What is the environmental impact of cryptocurrency mining: One concern about the widespread adoption of cryptocurrency is its negative effects on the environment.
Although cryptocurrencies are becoming more popular around the globe, there are still concerns about their widespread adoption as a method of payment. The argument against cryptocurrency is not only their lack of centralized regulation but also their potential to negatively impact the environment.
Let’s take Bitcoin, the most widely used cryptocurrency in the world. Although Bitcoin was hailed as a revolutionary platform for transactions, it lost favor with Elon Musk, Tesla founder. Musk cited the negative environmental effects of Bitcoin as the reason for choosing Dogecoin, another popular cryptocurrency.
What does it do to the environment?
Musk said, “Energy usage trend over the past few months is insane.” He was referring specifically to the energy needed for “mining” Bitcoin. High-powered computers are used to mine cryptocurrency. They compete in solving complex mathematical puzzles. This is a very energy-intensive process. Most cases of this process require fossil fuels, especially coal.
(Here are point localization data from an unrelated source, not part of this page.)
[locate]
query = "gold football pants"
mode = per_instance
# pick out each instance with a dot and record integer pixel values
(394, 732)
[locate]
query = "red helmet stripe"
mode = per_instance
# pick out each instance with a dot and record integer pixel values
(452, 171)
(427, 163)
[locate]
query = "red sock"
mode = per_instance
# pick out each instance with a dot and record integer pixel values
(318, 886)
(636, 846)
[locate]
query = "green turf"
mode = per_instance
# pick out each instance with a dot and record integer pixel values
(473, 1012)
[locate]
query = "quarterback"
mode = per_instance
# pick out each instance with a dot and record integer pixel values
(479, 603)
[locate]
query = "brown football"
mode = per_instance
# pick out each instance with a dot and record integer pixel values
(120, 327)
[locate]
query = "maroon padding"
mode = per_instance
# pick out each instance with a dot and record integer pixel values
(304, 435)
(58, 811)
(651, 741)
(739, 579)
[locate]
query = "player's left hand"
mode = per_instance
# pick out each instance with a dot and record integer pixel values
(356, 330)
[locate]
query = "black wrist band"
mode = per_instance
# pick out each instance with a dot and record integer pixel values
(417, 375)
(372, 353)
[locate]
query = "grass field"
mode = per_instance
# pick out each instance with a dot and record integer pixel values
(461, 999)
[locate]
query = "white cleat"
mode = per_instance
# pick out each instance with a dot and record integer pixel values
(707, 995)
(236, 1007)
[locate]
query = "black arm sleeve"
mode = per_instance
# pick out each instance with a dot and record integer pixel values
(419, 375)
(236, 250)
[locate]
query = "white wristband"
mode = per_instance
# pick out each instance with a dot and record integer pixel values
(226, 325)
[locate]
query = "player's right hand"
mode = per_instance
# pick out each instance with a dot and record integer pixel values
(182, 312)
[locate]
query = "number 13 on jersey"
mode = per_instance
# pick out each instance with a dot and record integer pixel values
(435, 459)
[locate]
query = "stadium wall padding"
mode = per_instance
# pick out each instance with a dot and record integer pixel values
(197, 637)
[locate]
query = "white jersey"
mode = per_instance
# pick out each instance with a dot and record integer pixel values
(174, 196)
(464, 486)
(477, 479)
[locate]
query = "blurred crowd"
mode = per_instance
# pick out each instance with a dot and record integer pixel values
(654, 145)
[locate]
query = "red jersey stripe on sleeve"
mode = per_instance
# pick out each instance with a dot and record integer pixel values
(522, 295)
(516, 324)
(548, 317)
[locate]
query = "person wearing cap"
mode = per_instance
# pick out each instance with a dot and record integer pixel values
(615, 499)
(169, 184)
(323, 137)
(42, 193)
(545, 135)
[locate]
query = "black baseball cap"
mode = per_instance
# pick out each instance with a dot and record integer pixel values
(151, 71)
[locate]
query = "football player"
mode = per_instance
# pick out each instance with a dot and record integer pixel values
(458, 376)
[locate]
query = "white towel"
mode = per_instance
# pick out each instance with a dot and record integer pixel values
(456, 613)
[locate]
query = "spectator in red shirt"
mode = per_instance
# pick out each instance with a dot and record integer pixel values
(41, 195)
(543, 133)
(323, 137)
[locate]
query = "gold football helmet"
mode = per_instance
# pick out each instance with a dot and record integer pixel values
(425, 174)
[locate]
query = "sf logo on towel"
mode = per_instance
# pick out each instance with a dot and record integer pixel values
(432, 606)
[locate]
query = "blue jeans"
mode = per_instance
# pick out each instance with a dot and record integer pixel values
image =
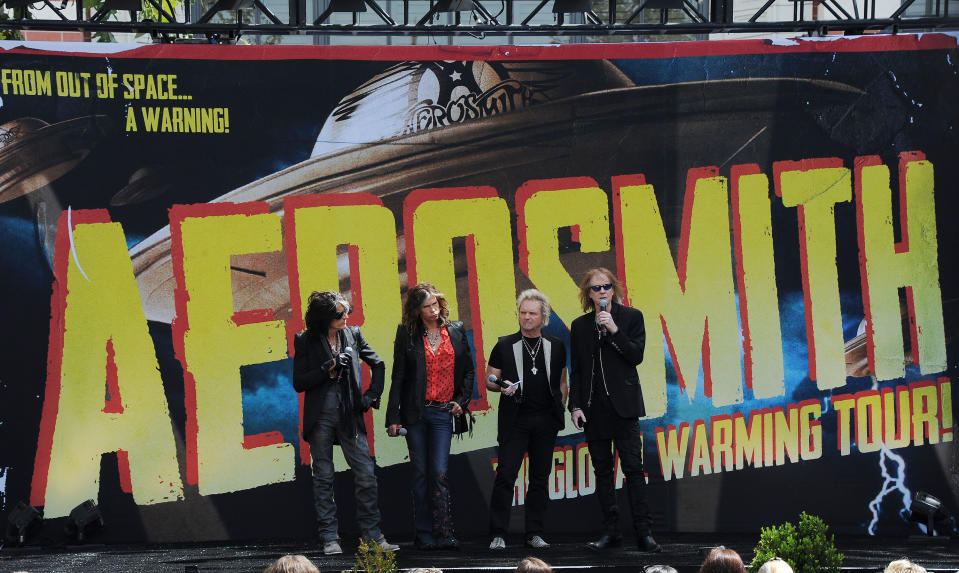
(357, 454)
(429, 443)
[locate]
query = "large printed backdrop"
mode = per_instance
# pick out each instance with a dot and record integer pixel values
(782, 213)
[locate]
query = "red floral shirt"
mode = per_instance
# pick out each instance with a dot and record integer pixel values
(439, 368)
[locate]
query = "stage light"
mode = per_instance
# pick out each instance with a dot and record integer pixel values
(343, 7)
(21, 520)
(82, 516)
(113, 6)
(17, 3)
(584, 7)
(455, 6)
(664, 4)
(571, 6)
(927, 509)
(225, 5)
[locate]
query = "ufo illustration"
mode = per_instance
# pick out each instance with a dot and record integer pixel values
(34, 153)
(449, 124)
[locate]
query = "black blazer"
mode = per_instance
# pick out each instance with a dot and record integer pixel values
(555, 354)
(621, 354)
(311, 372)
(408, 385)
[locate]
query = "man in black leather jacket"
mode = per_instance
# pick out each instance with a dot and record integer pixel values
(326, 366)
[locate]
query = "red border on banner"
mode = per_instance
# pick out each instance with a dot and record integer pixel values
(645, 50)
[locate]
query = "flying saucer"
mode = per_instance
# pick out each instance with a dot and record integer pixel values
(449, 124)
(34, 153)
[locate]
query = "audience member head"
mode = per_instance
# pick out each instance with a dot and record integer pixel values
(533, 565)
(776, 565)
(292, 564)
(722, 560)
(659, 569)
(904, 566)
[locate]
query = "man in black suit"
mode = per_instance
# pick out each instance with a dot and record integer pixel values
(605, 399)
(326, 366)
(532, 365)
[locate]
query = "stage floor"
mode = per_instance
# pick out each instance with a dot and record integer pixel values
(685, 552)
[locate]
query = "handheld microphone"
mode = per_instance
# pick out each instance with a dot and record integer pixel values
(602, 308)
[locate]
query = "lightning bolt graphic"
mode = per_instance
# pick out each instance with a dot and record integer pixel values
(892, 482)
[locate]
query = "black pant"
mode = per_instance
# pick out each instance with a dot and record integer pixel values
(630, 448)
(535, 433)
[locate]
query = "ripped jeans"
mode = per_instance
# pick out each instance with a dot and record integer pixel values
(429, 443)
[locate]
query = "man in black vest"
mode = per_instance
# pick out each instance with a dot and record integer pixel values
(605, 399)
(529, 368)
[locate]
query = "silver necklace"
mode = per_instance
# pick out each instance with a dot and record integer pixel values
(334, 345)
(533, 353)
(433, 338)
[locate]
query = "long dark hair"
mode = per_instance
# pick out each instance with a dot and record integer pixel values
(722, 560)
(415, 297)
(321, 310)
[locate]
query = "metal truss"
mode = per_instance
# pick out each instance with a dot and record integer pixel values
(226, 20)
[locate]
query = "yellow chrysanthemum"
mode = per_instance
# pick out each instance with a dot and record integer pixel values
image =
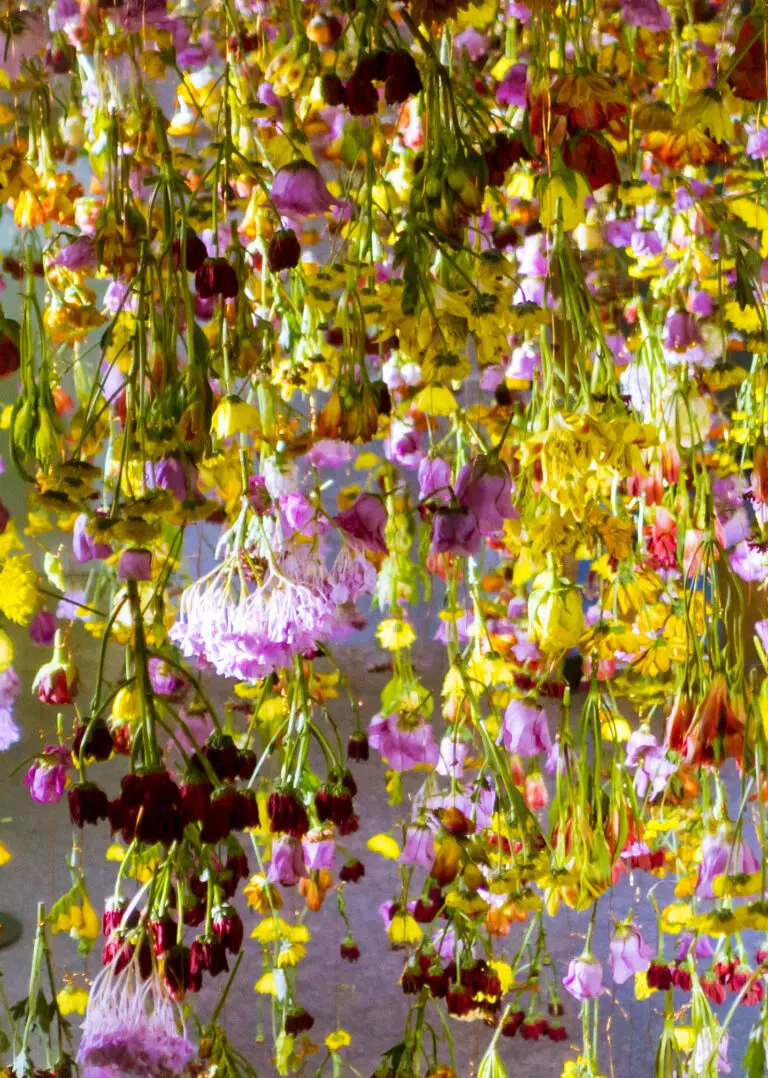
(18, 589)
Deutsche Bank analysts have estimated that Bitcoin would consume about the same electricity per year as Ukraine if it were a country. Digiconomist discovered that Ethereum, another cryptocurrency uses nearly as much power per year as all of Switzerland. The Indian Bitcoin price was Rs. 35.3 lakhs and Ethereum price were Rs. As of August 13, 2013, 5 pm IST, 2.47 million
These cryptocurrencies create a lot of electrical waste and a large carbon footprint. This is not a good picture. According to another Digiconomist report, Bitcoin produces e-waste similar to the annual output of Luxembourg but its carbon footprint is similar to that of Greece. According to Digiconomist, Ethereum generates a carbon footprint that is comparable to Myanmar’s annual value.
What have you noticed?
Cambridge University has released new data that shows the geography of mining has changed dramatically over the past six months. This was due in part to China’s crackdown against cryptocurrency. In just a few days, more than half of the world’s Bitcoin miners went offline.
CNBC quoted Mike Colyer, Foundry CEO, as saying that this will force miners to search for stranded electricity that is renewable. “That will always represent your lowest cost. This will be a major win for Bitcoin’s carbon footprint.
You can also find a lot of other alternatives, which, although not as well-known as Bitcoin, Dogecoin, and Etherum are much more efficient. The price of Dogecoin in India was Rs. 21 at 5 pm IST on Aug 13.
Nano, one of these cryptocurrencies, is said to have the lowest energy footprint on the market. According to inquirer.net, Nano is not mined and uses low-energy processes to leave a smaller carbon footprint. This, in turn, allows for lower transaction fees.
Hedera Hashgraph, another no-mining cryptocurrency network, also offers a lower carbon footprint and lower transaction fees. It is also very popular. In September 2020, 1.5 million transactions were processed per day on average, nearly twice the amount of the Ethereum network.
Another cryptocurrency named Cardano (ADA) also uses an environmentally-friendly model. It uses one miner for every transaction — a random choice. It was co-created by Ethereum’s co-founder. The Cardano price was Rs. 160 at 5 pm IST on Aug 13.
Investors have many options to choose sustainable cryptocurrencies, depending on their preferences.